Song by Richard Clayderman

from the album Lettre à Ma Mère
- Published: 1979
- Released: 1979
- Length: 2:41 [Richard Clayderman] 4:23 [George Davidson]
- Composer(s): Paul de Senneville

= Mariage d'amour =

Piano piece by Paul de Senneville

"Mariage d'amour" ("Marriage of Love") is a piece of French solo piano music, composed by Paul de Senneville in 1978, and first performed by the pianist Richard Clayderman from his album Lettre À Ma Mère in 1979.

Later, pianist George Davidson performed this piece of music from his album My Heart Will Go On with a slightly different arrangement.

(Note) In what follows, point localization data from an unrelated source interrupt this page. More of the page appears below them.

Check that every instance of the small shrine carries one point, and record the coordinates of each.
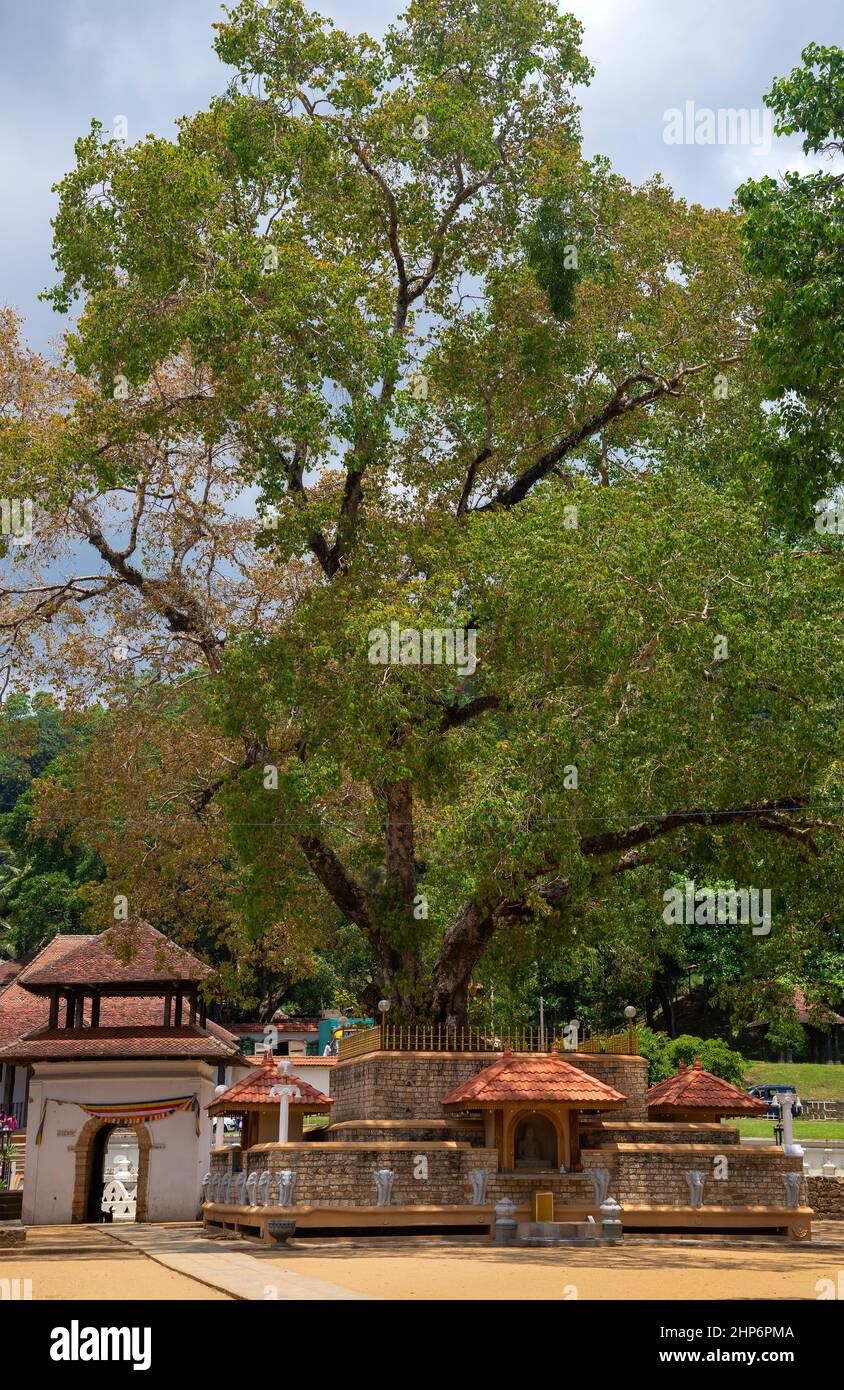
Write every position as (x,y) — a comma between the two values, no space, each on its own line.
(266,1111)
(531,1107)
(693,1094)
(116,1040)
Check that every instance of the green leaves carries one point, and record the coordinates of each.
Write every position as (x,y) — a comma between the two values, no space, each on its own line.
(791,236)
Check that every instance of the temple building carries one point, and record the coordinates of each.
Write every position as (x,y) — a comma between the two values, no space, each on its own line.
(531,1108)
(693,1094)
(114,1036)
(440,1134)
(252,1098)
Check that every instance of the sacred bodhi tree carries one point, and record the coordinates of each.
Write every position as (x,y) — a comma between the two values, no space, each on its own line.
(367,360)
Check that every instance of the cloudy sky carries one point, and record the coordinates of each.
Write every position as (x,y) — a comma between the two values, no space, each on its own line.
(64,61)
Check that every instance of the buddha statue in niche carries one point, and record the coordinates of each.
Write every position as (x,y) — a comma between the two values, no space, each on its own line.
(536,1143)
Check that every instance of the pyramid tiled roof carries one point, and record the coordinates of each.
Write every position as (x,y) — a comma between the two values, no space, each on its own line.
(691,1089)
(541,1076)
(21,1011)
(117,1043)
(127,954)
(255,1089)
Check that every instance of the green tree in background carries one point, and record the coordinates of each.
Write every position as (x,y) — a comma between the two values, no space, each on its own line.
(479,385)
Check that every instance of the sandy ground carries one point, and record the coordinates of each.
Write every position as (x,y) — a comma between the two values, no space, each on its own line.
(81,1262)
(679,1272)
(77,1262)
(113,1279)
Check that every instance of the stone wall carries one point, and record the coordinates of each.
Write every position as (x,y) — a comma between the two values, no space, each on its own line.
(335,1175)
(225,1159)
(826,1197)
(412,1133)
(644,1132)
(410,1086)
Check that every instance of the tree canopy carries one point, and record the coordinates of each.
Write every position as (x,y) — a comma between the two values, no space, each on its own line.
(370,352)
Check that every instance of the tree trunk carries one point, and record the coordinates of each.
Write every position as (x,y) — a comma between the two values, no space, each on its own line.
(463,945)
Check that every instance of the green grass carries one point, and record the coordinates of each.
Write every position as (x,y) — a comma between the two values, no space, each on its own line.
(814,1080)
(802,1129)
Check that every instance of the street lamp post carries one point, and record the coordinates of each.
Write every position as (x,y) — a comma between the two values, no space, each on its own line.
(220,1121)
(6,1132)
(384,1011)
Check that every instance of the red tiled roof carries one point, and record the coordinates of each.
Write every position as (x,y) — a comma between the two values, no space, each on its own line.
(694,1089)
(68,1044)
(20,1011)
(22,1014)
(130,952)
(541,1076)
(313,1061)
(7,972)
(255,1090)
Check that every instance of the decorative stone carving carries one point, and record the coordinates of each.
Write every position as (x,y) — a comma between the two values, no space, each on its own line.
(505,1222)
(384,1179)
(479,1178)
(599,1180)
(287,1183)
(694,1180)
(117,1200)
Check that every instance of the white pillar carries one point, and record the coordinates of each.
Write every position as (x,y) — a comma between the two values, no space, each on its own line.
(284,1093)
(789,1146)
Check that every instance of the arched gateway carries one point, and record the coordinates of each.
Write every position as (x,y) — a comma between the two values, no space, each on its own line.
(125,1047)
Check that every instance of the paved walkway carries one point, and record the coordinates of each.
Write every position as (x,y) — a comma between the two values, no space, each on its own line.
(239,1268)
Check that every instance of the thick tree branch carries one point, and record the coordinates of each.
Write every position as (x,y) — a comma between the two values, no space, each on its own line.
(619,403)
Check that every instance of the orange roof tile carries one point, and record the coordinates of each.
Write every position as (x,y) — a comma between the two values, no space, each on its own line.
(541,1076)
(255,1089)
(694,1089)
(20,1011)
(116,1043)
(130,952)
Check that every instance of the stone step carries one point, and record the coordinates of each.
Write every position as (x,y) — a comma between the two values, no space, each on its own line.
(556,1232)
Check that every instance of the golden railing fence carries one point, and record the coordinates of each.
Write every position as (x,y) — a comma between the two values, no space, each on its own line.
(438,1037)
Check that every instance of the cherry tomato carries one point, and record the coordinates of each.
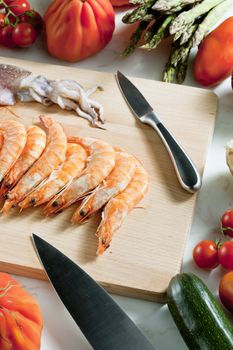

This version by Davidson is sometimes erroneously attributed to Frédéric Chopin as "Spring Waltz" because of an upload on YouTube with the wrong title, which reached over 34 million views before being removed. As of August 2021, several new copies with that erroneous title are available on YouTube, and one of them has reached over 160 million views.

==Composition==
The piece was written in the key of G minor. Having a tempo of around 72 bpm, the time signature changes several times, starting in 4/4, then moving on to 5/4 and 3/4, and then back to 4/4. It has a chord progression of Gm–Cm–F–B♭–D.